To the best of the authors’ knowledge, for the first time, the following species were molecularly identified in cattle in the Philippines: T. annulata, Theileria sp. Thung Song, T. mutans, T. equi, H. canis, and S. cruzi. The detection of T. annulata in the current study is a highly important finding because of its potential to cause severe disease and fatalities in cattle [38]. Additionally, this confirmation corroborates the detection of T. annulata in Philippine goats [39] and warrants more research as it can have catastrophic effects in the event of an outbreak. Meanwhile, Theileria sp. Thung Song and T. mutans cause mild infections in bovines [38,40]. Theileria sp. Thung Song was also detected in goats, as reported in a previous investigation in the Philippines [39]. The detection of T. mutans is unusual because it is known to be majorly present in Africa, but its detection here cannot be entirely dismissed as it was also found infecting swamp buffaloes in Malaysia [41]. This suggests that this species may be present in Southeast Asian countries.
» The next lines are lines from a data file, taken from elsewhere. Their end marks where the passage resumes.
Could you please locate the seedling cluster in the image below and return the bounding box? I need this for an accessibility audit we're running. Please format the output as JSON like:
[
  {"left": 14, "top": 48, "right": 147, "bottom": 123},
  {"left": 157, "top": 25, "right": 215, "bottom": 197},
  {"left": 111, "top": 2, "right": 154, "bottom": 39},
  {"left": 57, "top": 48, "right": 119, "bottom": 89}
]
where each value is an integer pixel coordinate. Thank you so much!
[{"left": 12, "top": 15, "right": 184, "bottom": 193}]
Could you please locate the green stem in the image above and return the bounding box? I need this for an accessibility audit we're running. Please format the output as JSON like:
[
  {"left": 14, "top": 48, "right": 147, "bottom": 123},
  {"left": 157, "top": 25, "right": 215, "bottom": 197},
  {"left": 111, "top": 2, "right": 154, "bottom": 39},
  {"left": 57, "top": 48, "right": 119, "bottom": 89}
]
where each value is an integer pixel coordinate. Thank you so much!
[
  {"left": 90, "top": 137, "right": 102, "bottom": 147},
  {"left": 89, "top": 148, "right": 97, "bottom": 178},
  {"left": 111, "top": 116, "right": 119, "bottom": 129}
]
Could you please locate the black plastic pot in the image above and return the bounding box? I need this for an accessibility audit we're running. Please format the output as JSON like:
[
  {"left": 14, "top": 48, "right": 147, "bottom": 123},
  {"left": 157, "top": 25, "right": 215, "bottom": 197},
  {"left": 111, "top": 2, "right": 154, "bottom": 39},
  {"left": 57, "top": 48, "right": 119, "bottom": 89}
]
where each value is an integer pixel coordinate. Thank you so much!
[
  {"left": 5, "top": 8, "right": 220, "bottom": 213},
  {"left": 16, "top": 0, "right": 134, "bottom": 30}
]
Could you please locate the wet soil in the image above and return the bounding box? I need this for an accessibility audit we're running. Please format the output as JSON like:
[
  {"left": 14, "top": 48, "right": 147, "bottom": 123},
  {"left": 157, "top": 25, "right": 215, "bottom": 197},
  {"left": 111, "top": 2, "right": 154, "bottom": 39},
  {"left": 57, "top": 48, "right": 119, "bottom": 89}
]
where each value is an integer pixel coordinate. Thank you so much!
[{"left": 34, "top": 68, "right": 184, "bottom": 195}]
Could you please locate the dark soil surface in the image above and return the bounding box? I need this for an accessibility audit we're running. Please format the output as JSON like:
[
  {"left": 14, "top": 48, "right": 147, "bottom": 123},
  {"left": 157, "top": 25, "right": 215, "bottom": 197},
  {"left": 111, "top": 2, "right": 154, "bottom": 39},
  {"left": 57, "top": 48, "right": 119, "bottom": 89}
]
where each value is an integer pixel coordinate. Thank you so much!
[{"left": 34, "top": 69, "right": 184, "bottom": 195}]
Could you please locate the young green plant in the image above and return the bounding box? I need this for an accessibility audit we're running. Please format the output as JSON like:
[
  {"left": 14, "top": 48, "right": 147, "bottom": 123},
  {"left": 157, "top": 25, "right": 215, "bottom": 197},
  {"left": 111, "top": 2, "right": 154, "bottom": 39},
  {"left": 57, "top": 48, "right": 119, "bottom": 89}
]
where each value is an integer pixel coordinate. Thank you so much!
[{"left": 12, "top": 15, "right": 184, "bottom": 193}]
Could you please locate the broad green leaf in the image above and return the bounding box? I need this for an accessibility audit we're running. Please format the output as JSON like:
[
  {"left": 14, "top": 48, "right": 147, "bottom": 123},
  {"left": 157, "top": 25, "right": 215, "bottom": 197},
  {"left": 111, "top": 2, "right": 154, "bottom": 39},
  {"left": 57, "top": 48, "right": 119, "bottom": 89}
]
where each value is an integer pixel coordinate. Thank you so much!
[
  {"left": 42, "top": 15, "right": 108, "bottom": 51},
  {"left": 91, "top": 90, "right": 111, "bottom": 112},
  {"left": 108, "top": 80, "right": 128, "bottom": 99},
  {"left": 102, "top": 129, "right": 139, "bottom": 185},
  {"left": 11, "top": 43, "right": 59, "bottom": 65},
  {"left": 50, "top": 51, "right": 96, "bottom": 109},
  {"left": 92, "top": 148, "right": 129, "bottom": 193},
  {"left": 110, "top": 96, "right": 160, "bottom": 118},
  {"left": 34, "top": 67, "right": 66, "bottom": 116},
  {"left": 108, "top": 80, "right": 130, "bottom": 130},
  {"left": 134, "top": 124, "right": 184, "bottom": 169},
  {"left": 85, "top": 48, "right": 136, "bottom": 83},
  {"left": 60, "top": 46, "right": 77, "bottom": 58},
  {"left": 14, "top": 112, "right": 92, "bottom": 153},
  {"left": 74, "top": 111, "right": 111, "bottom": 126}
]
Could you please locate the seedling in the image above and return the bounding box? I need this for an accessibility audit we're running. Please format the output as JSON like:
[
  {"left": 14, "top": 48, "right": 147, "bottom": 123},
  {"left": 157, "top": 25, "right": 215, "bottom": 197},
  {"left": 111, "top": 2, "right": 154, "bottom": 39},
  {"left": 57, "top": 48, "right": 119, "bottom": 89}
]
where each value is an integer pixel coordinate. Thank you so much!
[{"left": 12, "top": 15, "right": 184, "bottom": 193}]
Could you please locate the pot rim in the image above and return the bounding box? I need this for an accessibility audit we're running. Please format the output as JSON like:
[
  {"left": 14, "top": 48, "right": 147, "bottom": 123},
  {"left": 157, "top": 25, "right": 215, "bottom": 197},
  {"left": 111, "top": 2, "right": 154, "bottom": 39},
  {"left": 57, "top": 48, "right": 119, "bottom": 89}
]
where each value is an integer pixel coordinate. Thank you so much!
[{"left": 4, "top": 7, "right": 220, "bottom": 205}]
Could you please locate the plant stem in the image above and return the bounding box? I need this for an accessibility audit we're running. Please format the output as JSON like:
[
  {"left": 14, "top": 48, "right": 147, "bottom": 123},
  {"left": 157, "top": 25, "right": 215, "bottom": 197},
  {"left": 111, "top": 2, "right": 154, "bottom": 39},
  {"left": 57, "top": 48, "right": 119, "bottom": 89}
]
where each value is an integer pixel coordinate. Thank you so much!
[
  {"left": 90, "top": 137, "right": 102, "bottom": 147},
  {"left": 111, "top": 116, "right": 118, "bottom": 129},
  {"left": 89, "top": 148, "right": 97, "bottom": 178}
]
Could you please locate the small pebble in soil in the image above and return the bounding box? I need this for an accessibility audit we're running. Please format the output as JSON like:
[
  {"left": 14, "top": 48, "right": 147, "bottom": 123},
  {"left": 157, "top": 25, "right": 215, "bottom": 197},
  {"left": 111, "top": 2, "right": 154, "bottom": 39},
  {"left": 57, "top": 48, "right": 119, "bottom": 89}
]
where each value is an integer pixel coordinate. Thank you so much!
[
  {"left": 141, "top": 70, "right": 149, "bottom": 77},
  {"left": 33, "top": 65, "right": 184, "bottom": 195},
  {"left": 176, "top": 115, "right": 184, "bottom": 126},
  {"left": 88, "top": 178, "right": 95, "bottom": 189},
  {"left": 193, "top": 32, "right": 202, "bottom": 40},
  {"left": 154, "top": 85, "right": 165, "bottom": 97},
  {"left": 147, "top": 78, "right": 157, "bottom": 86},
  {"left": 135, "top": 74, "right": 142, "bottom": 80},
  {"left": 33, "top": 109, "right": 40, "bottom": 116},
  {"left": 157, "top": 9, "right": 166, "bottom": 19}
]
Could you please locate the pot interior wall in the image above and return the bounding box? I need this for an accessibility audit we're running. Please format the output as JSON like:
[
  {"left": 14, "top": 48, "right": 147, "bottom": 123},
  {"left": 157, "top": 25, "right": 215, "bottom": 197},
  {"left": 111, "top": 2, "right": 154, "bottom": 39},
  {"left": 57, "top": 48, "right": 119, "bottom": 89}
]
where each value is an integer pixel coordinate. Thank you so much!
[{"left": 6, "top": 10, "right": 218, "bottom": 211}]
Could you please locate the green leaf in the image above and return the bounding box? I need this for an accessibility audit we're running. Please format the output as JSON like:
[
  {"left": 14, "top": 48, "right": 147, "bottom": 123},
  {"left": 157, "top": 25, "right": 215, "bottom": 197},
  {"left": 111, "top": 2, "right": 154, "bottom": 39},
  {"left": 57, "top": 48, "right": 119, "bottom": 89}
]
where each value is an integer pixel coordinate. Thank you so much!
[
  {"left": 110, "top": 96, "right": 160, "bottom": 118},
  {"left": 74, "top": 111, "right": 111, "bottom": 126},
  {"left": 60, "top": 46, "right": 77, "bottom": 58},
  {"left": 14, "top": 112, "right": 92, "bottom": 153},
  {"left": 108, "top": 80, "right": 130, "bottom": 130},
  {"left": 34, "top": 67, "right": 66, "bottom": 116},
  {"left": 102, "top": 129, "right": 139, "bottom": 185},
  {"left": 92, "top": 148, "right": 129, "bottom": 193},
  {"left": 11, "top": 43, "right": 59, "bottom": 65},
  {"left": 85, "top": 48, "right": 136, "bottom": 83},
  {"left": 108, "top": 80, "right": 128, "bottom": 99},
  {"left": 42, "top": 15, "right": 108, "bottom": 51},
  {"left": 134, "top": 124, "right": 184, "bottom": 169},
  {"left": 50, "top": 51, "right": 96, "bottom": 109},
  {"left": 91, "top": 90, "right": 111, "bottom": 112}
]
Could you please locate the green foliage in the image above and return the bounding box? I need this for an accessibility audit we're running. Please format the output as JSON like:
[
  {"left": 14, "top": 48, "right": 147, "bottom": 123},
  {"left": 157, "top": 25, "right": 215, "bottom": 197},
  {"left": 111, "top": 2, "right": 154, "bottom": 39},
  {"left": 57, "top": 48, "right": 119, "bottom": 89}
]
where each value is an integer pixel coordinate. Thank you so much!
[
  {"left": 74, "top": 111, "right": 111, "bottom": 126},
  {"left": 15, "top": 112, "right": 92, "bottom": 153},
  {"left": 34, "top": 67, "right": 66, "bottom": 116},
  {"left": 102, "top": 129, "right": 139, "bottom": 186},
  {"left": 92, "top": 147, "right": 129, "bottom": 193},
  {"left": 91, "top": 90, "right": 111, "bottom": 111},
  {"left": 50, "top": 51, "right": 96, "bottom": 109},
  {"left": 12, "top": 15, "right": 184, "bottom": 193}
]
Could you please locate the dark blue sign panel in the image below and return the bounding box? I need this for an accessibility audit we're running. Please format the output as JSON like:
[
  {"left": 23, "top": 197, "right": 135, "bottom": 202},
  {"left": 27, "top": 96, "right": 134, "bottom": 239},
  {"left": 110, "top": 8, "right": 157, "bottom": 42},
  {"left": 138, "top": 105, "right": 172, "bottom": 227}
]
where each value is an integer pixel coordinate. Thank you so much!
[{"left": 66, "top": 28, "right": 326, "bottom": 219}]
Interestingly, T. equi and H. canis were identified and reported here, although both are non-conventional parasites of cattle. T. equi, one of the causative agents of the veterinary important disease equine piroplasmosis, is ubiquitous in horses in the Philippines [42]. Although equids are its natural and preferred hosts, T. equi has been found in other mammals such as dogs [43,44,45,46,47,48], camels [49], and tapirs [50]. The detection of T. equi in cattle (Algeria) has only been reported once [51]. This indicates that our knowledge of the host spectrum of T. equi is expanding and that cattle may play a role as possible reservoirs in the field. T. equi accidental transmission may also be a possibility for its detection. In the same manner, H. canis, a parasite transmitted by ingesting ticks, has been widely reported in dogs and cats in the Philippines [52,53,54,55,56], and Rhipicephalus sanguineus sensu lato is the confirmed tick vector [54,57]. One possible explanation of H. canis detection in cattle may be through accidental transmission via Rh. microplus ticks [58,59], the main tick ectoparasite of cattle in the Philippines. Technically not a piroplasma parasite, ASVs corresponding to S. cruzi were also obtained. The apicomplexan parasite Sarcocystis has a two-host life cycle [60]. Of the five Sarcocystis species that can infect cattle, S. cruzi, whose definitive hosts include dogs and wolves, is the most virulent and causes fever, anemia, hair loss, miscarriage, and stunting [61]. Previously, S. cruzi infection in cattle has been described in the Philippines [62,63], and its detection here emphasizes the importance of surveillance of other protozoan parasites in cattle.

5. Conclusions

The findings presented here demonstrated the applicability of the Ampliseq technique in characterizing the piroplasma populations of cattle in the Philippines. A relatively high diversity through several variants of B. bovis, B. bigemina, Babesia sp., and T. orientalis were recorded, and the possibly pathogenic T. annulata was molecularly detected in cattle for the first time in the country. Furthermore, T. equi and H. canis, both non-conventional parasites of cattle, were identified, and the first molecular identification of S. cruzi from blood samples in the Philippines was documented. Ampliseq may be adopted for the detection of other pathogens of economic importance in different hosts, leading to streamlined veterinary molecular diagnostics.